← Back to context

Comment by bitwize

3 days ago

"WHAT IS MY PURPOSE?"

"You multiply matrices of INT8s."

"OH... MY... GOD"

NPUs really just accelerate low-precision matmuls. A lot of them are based on systolic arrays, which are like a configurable pipeline through which data is "pumped" rather than a general purpose CPU or GPU with random memory access. So they're a bit like the "synergistic" processors in the Cell, in the respect that they accelerate some operations really quickly, provided you feed them the right way with the CPU and even then they don't have the oomph that a good GPU will get you.

Do compilers know how to take advantage of that, or do programs need code that specifically takes advantage of that?

  • It’s more like you need to program a dataflow rather than a program with instructions or vliw type processors. They still have operations but for example I don’t think ethos has any branch operations.

  • There are specialized computation kernels compiled for NPUs. A high-level program (that uses ONNX or CoreML, for example) can decide whether to run the computation using CPU code, a GPU kernel, or an NPU kernel or maybe use multiple devices in parallel for different parts of the task, but the low-level code is compiled separately for each kind of hardware. So it's somewhat abstracted and automated by wrapper libraries but still up to the program ultimately.

My question is: Isn't this exactly what SIMD has done before? Well, or SSE2 instructions?

To me, an NPU and how it's described just looks like a pretty shitty and useless FPGA that any alternative FPGA from Xilinx could easily replace.

  • Yes but your CPUs have energy inefficient things like caches and out of order execution that do not help with fixed workloads like matrix multiplication. AMD gives you 32 AI Engines in the space of 3 regular Ryzen cores with full cache, where each AI Engine is more powerful than a Ryzen core for matrix multiplication.

    • I thought SSE2 and everything that came after like AVX 512 or SSE4 were made for streaming, leveraging the cache only for direct access to speed things up?
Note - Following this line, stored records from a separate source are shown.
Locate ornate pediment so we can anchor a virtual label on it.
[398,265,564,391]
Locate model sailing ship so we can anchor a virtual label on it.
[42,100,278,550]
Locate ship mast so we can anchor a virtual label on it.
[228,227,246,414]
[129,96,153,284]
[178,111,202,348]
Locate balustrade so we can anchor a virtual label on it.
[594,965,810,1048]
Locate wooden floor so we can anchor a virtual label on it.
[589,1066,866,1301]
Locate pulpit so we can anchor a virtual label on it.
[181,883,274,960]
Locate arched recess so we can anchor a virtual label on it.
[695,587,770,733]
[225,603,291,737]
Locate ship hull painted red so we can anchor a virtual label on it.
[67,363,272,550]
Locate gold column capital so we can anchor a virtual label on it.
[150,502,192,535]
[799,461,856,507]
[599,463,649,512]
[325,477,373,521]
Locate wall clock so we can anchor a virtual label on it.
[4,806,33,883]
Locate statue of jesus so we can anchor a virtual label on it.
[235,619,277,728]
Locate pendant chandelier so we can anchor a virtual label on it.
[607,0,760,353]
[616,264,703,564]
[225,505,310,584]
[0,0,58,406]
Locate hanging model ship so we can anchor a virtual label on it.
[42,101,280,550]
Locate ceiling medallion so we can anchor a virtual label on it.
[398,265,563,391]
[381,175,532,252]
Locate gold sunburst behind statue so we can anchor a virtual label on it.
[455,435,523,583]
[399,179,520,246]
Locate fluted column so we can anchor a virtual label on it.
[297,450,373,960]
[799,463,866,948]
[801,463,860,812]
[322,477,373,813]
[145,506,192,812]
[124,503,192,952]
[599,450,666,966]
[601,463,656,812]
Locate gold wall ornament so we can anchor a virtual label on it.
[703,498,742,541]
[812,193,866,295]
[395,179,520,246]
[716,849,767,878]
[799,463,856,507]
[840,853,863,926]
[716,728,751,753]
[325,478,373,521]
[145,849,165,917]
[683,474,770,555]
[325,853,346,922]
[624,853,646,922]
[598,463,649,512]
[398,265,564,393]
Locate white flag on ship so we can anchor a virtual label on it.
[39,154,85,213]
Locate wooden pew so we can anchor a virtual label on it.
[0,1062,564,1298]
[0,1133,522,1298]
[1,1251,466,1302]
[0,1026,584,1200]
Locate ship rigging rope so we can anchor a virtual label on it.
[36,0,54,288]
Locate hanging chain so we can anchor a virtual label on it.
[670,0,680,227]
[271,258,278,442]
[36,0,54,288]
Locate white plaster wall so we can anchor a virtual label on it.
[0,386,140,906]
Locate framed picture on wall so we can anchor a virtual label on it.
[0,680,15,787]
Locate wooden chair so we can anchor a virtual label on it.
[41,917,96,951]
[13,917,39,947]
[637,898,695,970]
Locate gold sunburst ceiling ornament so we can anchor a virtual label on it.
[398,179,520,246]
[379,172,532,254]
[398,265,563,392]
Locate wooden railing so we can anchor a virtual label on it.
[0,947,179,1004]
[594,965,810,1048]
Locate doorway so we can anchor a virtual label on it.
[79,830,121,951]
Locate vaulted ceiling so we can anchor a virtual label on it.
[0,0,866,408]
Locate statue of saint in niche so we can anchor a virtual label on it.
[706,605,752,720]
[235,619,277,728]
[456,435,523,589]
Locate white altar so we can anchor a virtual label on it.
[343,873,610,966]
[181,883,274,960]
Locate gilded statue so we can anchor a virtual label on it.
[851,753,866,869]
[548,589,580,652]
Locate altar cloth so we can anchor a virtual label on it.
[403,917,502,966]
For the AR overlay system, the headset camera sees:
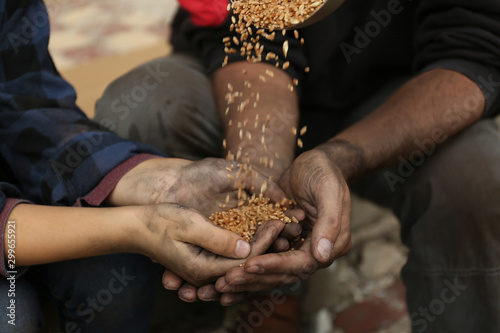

      Haven't used SSE instructions for anything other than fiddling around with it yet, so I don't know if I'm wrong in this assumption. I understand the lock state argument about cores due to always max 2 cores being able to access the same cache/memory... but doesn't this have to be identical for FPUs if we compare this with SIMD + AVX?

  • You definitely would use SIMD if you were doing this sort of thing on the CPU directly. The NPU is just a large dedicated construct for linear algebra. You wouldn't really want to deploy FPGAs to user devices for this purpose because that would mean paying the reconfigurability tax in terms of both power-draw and throughput.

So it's a higher power DSP style device. Small transformers for flows. Sounds good for audio and maybe tailored video flow processing.